Enfin, la cour confirme le jugement entrepris en ce qu’il a ordonné à Mme [H] [S] de faire cesser l’empiètement sur la parcelle lot 1 de la terre [Localité 21] cadastrée section AE n°[Cadastre 7] appartenant à [E] et [Z] [UT] de son garage construit principalement sur la parcelle lot 1 de la terre [Localité 18] cadastrée section AE [Cadastre 8] (anciennement cadastrée AE [Cadastre 2]) sise à [Localité 16].
Il y a cependant lieu, compte tenu du droit d’appel, de dire que l’astreinte ordonné à ce titre par le tribunal ne commencera à courir qu’à compter d’un délai de trois mois après la signification du présent arrêt.
Sur les autres demandes :
Compte tenu de la nature du litige, il serait inéquitable de laisser à la charge de [E] et [Z] [UT] les frais exposés par eux devant la cour et non compris dans les dépens. La cour fixe à 339 000 francs pacifiques la somme que Mme [H] [S] doit être condamnée à leur payer.
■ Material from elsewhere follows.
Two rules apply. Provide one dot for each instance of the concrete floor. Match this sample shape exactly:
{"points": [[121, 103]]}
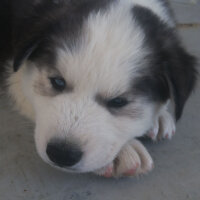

Mme [H] [S] qui succombe pour le tout doit être condamnée aux dépens d’appel.
PAR CES MOTIFS,
La Cour, statuant contradictoirement et en dernier ressort ;
DÉCLARE l’appel recevable ;
CONFIRME le jugement du tribunal de première instance de Papeete, tribunal foncier, section 3, n° RG 21/00138 en date du 26 septembre 2022 en toutes ses dispositions ;
Y ajoutant
DIT que l’astreinte ordonné par le tribunal au titre de l’enlèvement aux frais de Mme [H] [S] de tous les ouvrages (grilles, cordages, niches de chiens) et plantations mis par elle sur la parcelle lot 1 de la terre TEPUTAITI cadastrée section AE n°[Cadastre 7] et sur la parcelle 1 de la terre [Adresse 10] cadastrée section AE n°[Cadastre 5] sise à Paea appartenant à [E] et [Z] [UT] ne commencera à courir qu’à compter d’un délai de 15 jours après la signification du présent jugement ;
DIT que l’astreinte ordonné par le tribunal au titre de l’interdiction fait Mme [H] [S] et à toute personne de son chef de passer en véhicule sur la parcelle lot 1 de la terre TEPUTAITI cadastrée section AE n°[Cadastre 7] et sur la parcelle 1 de la terre ATOPA-ATIROO cadastrée section AE n°[Cadastre 5] sise à Paea appartenant à [E] et [Z] [UT] ne commencera à courir qu’après la signification du présent jugement ;
DIT que l’astreinte ordonné par le tribunal au titre de la cessation de l’empiètement sur la parcelle lot 1 de la terre TEPUTAITI cadastrée section AE n°[Cadastre 7] appartenant à [E] et [Z] [UT] du garage de Mme [H] [S] construit principalement sur la parcelle lot 1 de la terre RUPEHU cadastrée section AE [Cadastre 8] (anciennement cadastrée AE [Cadastre 2]) sise à Paea ne commencera à courir qu’à compter d’un délai de trois mois après la signification du présent jugement ;
CONDAMNE Mme [H] [S] à payer à Mme [E] [U] épouse [UT] et M. [Z] [UT] la somme de 339 000 francs pacifiques en application de l’article 407 du code de procédure civile de la Polynésie française ;
REJETTE tout autre chef de demande des parties, plus ample ou contraire au présent arrêt ;
CONDAMNE Mme [H] [S] aux dépens d’appel.
Prononcé à Papeete, le 26 septembre 2024.